Per la Cina il Dalai Lama rimane ancora oggi un leader separatista, a cui sono state offerte opzioni di riavvicinamento in cambio di un riconoscimento della sovranità cinese sul territorio tibetano. La Cina minaccia ripercussioni anche ai leader dei paesi stranieri che lo incontrino ufficialmente: l’ultimo è stato nel 2016 l’allora presidente statunitense Barack Obama.

Il Dalai Lama ha scritto decine di libri, fra cui due autobiografie, molti trattati sulla filosofia e sulla pratica buddista, saggi sul miglioramento personale e sulla coesistenza fra religione e scienza. Voice for the Voiceless (“Una voce per coloro che non hanno voce”) del 2025 è quello più politico, sui rapporti con la Cina e sulle lotte del popolo tibetano.

Negli anni il Dalai Lama ha avuto una lunga e costante attività di conferenze e lezioni pubbliche in giro per il mondo: dal 2024, dopo un’operazione al ginocchio a cui si sottopose negli Stati Uniti, questo genere di attività è stata molto ridotta. A Dharamsala però cinque volte alla settimana, per un’ora al giorno, incontra e benedice i fedeli. La sua mobilità è limitata: arriva su una macchinetta di quelle usate nei campi da golf e viene aiutato da due-tre monaci per compiere brevi spostamenti a piedi.
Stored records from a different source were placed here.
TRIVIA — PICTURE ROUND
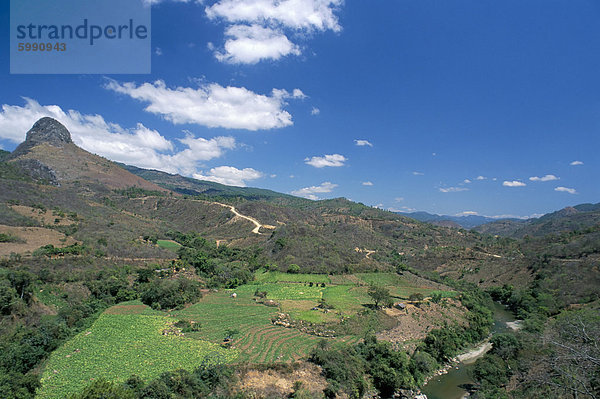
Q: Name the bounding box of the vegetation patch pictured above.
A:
[156,240,181,251]
[37,302,238,399]
[254,269,331,284]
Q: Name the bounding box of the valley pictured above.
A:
[0,118,600,399]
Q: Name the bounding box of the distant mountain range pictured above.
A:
[473,203,600,238]
[398,212,520,229]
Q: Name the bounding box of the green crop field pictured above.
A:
[173,285,319,362]
[254,270,331,284]
[156,240,181,251]
[356,273,456,299]
[36,302,238,399]
[38,272,455,399]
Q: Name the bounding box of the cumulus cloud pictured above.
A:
[292,181,338,200]
[354,140,373,147]
[554,186,577,194]
[106,80,304,130]
[304,154,348,168]
[215,25,300,64]
[193,166,264,187]
[529,175,559,181]
[0,99,236,176]
[205,0,342,64]
[440,187,469,193]
[454,211,479,216]
[206,0,342,32]
[502,180,527,187]
[142,0,192,5]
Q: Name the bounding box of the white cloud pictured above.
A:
[529,175,559,181]
[206,0,342,32]
[554,186,577,194]
[106,80,303,130]
[440,187,469,193]
[354,140,373,147]
[292,181,338,200]
[502,180,527,187]
[205,0,342,64]
[454,211,479,216]
[292,89,308,99]
[193,166,264,187]
[142,0,192,5]
[0,99,236,176]
[304,154,348,168]
[214,25,300,64]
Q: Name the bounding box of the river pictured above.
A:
[422,302,515,399]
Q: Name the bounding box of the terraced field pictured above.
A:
[173,286,319,362]
[36,301,238,399]
[38,272,454,399]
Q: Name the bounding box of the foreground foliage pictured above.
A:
[38,312,237,399]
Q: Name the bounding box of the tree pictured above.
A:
[288,263,300,274]
[71,378,134,399]
[368,285,392,308]
[528,309,600,399]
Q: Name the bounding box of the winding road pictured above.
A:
[213,202,274,234]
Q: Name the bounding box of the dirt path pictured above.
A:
[213,202,274,234]
[354,247,377,259]
[133,197,275,238]
[456,341,492,364]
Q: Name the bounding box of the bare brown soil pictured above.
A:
[239,362,327,399]
[10,205,75,226]
[0,225,77,256]
[377,298,467,351]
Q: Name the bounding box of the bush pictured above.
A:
[70,378,135,399]
[288,263,300,274]
[141,278,202,309]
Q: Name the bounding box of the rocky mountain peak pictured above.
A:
[25,117,73,147]
[12,117,73,158]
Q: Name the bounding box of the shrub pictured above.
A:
[141,278,202,309]
[288,263,300,274]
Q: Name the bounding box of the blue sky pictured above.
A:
[0,0,600,216]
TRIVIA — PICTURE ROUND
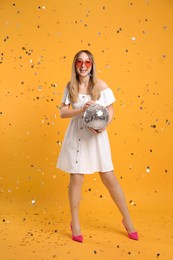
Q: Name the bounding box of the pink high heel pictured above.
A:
[70,223,83,243]
[122,219,139,240]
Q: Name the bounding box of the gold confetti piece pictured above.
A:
[146,166,150,173]
[31,199,36,205]
[129,200,136,206]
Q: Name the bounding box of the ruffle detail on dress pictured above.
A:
[98,88,116,107]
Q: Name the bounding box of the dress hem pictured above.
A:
[56,167,114,174]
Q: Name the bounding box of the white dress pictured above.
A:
[57,88,115,174]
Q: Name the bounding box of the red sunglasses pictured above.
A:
[75,59,93,68]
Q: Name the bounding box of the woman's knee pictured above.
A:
[100,171,115,186]
[70,174,84,186]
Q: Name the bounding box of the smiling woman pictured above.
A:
[57,50,138,242]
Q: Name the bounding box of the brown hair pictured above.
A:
[67,50,100,103]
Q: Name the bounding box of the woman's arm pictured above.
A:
[60,101,95,118]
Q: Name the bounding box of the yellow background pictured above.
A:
[0,0,173,260]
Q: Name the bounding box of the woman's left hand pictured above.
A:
[88,127,106,135]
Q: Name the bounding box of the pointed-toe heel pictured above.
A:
[72,234,83,243]
[70,223,83,243]
[122,219,139,240]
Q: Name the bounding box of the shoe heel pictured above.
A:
[122,219,139,240]
[70,223,83,243]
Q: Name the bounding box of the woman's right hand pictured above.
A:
[83,100,95,111]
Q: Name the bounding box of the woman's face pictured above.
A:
[75,52,92,77]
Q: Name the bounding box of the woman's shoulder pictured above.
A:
[96,79,109,91]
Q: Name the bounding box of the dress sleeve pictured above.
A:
[100,88,116,107]
[61,87,71,105]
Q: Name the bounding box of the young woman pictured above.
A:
[57,50,138,242]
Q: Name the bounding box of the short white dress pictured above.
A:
[56,88,115,174]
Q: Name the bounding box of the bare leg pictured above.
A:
[68,174,84,236]
[100,171,135,233]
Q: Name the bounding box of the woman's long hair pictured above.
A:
[68,50,100,103]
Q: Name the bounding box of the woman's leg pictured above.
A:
[68,174,84,236]
[100,171,135,233]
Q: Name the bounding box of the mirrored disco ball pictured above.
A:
[83,104,109,130]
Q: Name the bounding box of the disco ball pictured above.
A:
[83,104,109,130]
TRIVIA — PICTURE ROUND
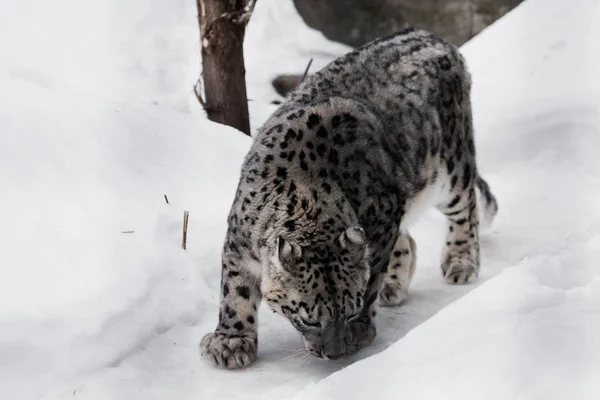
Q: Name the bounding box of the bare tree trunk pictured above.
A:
[195,0,256,135]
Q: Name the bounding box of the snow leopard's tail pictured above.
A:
[475,175,498,229]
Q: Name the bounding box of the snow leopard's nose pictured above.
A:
[323,321,346,360]
[323,352,344,360]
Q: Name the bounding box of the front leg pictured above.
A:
[200,244,261,369]
[379,231,417,307]
[346,271,384,354]
[441,187,479,284]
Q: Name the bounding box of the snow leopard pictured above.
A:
[200,29,498,369]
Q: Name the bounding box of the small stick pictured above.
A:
[300,58,313,82]
[181,211,190,250]
[192,79,209,111]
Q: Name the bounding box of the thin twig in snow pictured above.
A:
[300,58,313,83]
[181,211,190,250]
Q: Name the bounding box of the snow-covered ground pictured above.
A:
[0,0,600,400]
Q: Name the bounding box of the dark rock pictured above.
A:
[294,0,523,46]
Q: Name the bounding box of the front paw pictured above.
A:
[200,332,257,369]
[379,282,408,307]
[346,318,377,354]
[442,259,479,285]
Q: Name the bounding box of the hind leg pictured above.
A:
[438,185,479,284]
[379,232,417,307]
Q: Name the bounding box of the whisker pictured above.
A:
[274,347,304,353]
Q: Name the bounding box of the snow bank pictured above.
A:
[0,0,600,399]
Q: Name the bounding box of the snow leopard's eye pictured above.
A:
[299,317,321,328]
[346,312,360,323]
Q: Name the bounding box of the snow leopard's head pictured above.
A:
[262,227,370,359]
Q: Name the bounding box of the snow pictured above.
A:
[0,0,600,399]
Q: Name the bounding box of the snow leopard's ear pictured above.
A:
[339,225,367,251]
[276,236,302,272]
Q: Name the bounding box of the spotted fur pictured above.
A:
[201,29,497,368]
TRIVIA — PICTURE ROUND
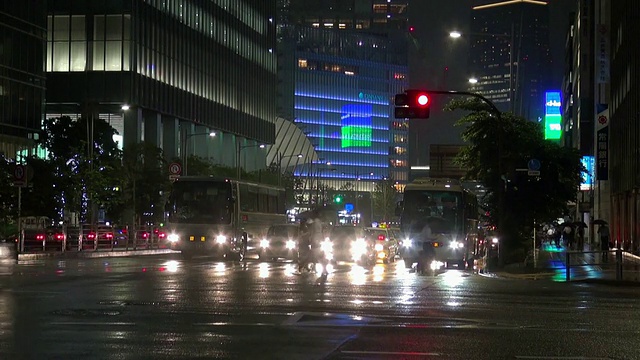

Durante una visita a Parigi nel 1986 (AP Photo/Adeline Bommart)

Due anni fa era molto circolato un video problematico in cui baciava sulla bocca un bambino che gli si era avvicinato per salutarlo. Nello stesso video in un secondo momento chiedeva al bambino: «Succhiami la lingua», tirandola fuori.

Nonostante il successivo messaggio di scuse e il tentativo poco convincente di spiegazioni, il comportamento del Dalai Lama era stato definito scioccante e incomprensibile. In precedenza per due volte, a distanza di anni (2015 e 2019), aveva scherzato sulla possibilità che il prossimo Dalai Lama potesse essere una donna, dicendosi d’accordo, ma a patto che «fosse molto carina». Queste dichiarazioni avevano causato molte critiche e in entrambi i casi si era dovuto scusare, parlando di problemi di traduzione e di contesto in una battuta che voleva essere divertente.

Nonostante questi casi, tutti avvenuti nell’ultimo decennio e superati gli 80 anni di età, il Dalai Lama resta una figura rispettata come leader spirituale, anche fra i non fedeli e nei paesi occidentali. Per quasi tutti i contemporanei, Tenzin Gyatso è stato l’unico volto del buddismo tibetano, nonché l’espressione più riconoscibile dei movimenti di resistenza non violenta dopo Mohandas Gandhi, ucciso nel 1948.